Pour évaluer ce que signifient ces chiffres pour la santé, les chercheurs ont estimé la quantité de nitrate ingérée chaque jour par les personnes consommant ces quatre légumes, puis ont comparé cet apport aux recommandations internationales de sécurité. Pour les adultes comme pour les enfants, l’apport quotidien et le « quotient de danger cible » pour les effets non cancéreux — tels que les troubles sanguins observés lors d’expositions très élevées au nitrate — étaient largement en dessous des niveaux préoccupants. Cependant, lorsque ils ont évalué le risque de cas de cancer supplémentaires sur une vie, le tableau a changé. En utilisant des modèles de risque prudents, ils ont constaté que les nitrates provenant des seuls concombres dépassaient légèrement un seuil de risque cancérogène « acceptable » couramment utilisé pour les adultes, et que les concombres, les pommes de terre et les tomates le dépassaient pour les enfants. Lorsque les quatre légumes étaient pris en compte ensemble, le risque cancérogène total dépassait la référence conservatrice.

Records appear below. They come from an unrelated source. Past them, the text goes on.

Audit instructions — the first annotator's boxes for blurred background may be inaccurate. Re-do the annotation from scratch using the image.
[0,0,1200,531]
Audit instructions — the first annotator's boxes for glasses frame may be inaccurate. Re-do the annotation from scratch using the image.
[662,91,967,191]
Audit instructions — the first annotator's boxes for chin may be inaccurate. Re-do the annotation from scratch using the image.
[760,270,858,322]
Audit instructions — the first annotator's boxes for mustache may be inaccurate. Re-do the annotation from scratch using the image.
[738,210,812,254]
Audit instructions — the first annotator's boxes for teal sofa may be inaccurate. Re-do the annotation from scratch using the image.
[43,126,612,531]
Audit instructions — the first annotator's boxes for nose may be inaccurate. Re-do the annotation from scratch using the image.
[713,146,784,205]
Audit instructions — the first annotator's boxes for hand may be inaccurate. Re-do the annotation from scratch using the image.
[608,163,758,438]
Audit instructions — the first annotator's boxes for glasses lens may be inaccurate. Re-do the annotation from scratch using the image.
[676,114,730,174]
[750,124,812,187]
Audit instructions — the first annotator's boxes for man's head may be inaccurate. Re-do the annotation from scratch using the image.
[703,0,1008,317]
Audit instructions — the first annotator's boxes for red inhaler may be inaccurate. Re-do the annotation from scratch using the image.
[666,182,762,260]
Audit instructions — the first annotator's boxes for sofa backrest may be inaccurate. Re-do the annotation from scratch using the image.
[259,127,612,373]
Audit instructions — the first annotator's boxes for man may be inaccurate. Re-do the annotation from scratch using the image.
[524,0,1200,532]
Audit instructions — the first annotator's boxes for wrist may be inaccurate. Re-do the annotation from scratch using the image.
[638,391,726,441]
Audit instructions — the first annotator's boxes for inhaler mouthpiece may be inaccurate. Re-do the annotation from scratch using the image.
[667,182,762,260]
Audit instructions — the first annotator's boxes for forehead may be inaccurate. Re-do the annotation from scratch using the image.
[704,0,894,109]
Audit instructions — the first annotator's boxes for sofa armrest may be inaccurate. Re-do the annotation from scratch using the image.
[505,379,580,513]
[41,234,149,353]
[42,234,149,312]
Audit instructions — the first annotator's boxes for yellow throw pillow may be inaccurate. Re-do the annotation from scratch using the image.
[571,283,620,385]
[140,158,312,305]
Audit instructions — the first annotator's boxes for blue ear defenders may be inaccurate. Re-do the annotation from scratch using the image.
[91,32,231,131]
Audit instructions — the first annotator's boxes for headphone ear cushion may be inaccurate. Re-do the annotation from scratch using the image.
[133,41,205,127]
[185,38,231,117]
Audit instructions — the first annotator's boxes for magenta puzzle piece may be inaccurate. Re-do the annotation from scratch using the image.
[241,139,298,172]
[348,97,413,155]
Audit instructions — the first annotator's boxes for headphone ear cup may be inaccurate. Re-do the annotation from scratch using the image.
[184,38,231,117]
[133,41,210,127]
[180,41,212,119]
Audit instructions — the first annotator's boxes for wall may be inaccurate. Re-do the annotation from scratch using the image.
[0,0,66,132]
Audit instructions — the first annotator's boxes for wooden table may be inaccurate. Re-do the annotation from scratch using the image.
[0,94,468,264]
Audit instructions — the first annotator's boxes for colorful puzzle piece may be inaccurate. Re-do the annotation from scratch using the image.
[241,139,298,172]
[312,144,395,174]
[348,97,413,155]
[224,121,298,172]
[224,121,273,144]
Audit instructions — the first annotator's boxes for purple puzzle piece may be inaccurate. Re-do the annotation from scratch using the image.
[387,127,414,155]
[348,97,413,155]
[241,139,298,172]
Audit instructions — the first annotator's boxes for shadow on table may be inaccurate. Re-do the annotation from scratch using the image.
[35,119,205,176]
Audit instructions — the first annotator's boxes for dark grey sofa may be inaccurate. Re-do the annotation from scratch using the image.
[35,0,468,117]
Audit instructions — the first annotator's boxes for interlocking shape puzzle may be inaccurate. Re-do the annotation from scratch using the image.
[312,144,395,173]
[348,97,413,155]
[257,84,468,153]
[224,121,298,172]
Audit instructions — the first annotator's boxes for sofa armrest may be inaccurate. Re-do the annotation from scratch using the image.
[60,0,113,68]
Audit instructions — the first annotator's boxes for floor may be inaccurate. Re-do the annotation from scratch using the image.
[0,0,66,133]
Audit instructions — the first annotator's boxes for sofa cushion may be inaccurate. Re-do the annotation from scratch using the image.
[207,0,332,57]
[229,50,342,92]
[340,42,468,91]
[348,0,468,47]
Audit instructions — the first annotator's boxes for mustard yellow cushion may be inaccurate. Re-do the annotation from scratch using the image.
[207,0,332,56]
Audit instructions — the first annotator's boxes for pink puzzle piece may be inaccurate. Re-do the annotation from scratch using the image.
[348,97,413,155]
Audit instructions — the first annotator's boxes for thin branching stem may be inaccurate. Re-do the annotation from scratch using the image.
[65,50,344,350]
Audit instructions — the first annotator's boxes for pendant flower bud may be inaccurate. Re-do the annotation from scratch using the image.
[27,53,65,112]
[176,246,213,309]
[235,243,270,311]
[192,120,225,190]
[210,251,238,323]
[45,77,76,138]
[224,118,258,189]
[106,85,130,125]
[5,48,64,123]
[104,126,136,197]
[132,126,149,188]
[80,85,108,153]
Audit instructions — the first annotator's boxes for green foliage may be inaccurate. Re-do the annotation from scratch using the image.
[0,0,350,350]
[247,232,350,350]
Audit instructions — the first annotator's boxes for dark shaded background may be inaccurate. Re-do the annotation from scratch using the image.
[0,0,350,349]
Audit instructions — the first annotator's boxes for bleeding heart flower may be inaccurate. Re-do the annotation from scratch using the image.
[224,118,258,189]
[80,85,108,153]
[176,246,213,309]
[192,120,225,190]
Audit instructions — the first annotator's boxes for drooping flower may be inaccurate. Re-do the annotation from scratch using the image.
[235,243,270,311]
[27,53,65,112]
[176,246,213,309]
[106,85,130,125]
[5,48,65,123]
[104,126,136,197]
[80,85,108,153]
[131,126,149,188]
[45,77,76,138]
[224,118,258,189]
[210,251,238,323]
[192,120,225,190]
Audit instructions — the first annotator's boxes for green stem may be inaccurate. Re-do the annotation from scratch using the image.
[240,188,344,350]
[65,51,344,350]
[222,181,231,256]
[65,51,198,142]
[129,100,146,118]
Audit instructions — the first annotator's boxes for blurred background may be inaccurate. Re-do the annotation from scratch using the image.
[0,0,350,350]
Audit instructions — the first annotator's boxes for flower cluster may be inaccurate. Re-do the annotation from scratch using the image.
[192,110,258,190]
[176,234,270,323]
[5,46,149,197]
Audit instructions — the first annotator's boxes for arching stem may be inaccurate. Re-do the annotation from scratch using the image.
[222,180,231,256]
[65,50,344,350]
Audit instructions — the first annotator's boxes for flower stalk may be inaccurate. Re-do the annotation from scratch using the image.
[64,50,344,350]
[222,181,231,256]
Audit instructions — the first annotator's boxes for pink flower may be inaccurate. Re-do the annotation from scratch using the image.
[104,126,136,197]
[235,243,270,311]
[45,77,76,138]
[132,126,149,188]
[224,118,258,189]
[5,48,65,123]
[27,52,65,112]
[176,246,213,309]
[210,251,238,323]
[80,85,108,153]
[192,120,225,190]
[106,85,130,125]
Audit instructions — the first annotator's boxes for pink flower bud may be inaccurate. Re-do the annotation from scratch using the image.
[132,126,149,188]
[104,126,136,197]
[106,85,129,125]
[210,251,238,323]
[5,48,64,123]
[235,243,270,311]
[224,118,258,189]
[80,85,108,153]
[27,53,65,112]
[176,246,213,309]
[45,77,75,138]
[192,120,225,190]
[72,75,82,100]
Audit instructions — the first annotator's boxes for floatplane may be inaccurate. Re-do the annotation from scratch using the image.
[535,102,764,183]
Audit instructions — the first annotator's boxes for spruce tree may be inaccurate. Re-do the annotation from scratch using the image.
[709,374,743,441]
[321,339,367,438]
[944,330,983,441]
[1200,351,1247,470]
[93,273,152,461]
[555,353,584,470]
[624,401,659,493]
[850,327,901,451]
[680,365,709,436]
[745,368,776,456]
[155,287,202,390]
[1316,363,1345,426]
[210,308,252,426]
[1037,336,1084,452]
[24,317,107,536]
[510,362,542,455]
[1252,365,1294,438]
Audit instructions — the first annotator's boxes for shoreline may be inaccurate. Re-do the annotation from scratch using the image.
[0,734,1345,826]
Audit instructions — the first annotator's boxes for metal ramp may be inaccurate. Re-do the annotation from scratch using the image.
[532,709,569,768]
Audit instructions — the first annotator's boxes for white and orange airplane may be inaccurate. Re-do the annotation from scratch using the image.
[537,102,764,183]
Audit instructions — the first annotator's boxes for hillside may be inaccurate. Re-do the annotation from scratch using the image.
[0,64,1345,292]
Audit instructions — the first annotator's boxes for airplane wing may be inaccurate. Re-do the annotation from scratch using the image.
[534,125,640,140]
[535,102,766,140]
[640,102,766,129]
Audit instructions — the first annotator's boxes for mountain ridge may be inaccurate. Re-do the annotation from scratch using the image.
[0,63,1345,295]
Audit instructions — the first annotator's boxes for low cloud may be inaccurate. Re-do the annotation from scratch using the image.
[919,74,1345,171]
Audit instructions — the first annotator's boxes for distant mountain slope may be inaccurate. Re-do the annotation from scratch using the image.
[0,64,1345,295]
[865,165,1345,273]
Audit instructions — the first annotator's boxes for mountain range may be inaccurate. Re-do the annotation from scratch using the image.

Ce que cela signifie pour les familles autour de la table

La conclusion de l’étude est que, bien que ces légumes ne semblent pas poser de problèmes de santé aigus ou évidents liés aux nitrates, le risque cancérogène calculé sur la durée de vie est supérieur à ce que les autorités considèrent habituellement comme négligeable, en particulier pour les enfants. Les auteurs soulignent que ces estimations sont volontairement prudentes et peuvent surestimer le danger réel, car des substances naturelles dans les légumes et dans l’organisme peuvent bloquer la formation de nitrosamines nocives. Néanmoins, les résultats plaident en faveur d’un suivi régulier des nitrates non seulement dans les légumes mais aussi dans l’eau et les viandes transformées, ainsi que pour des pratiques agricoles et des choix alimentaires plus avisés qui limitent l’exposition aux nitrates tout en préservant les bénéfices bien établis d’une alimentation riche en légumes.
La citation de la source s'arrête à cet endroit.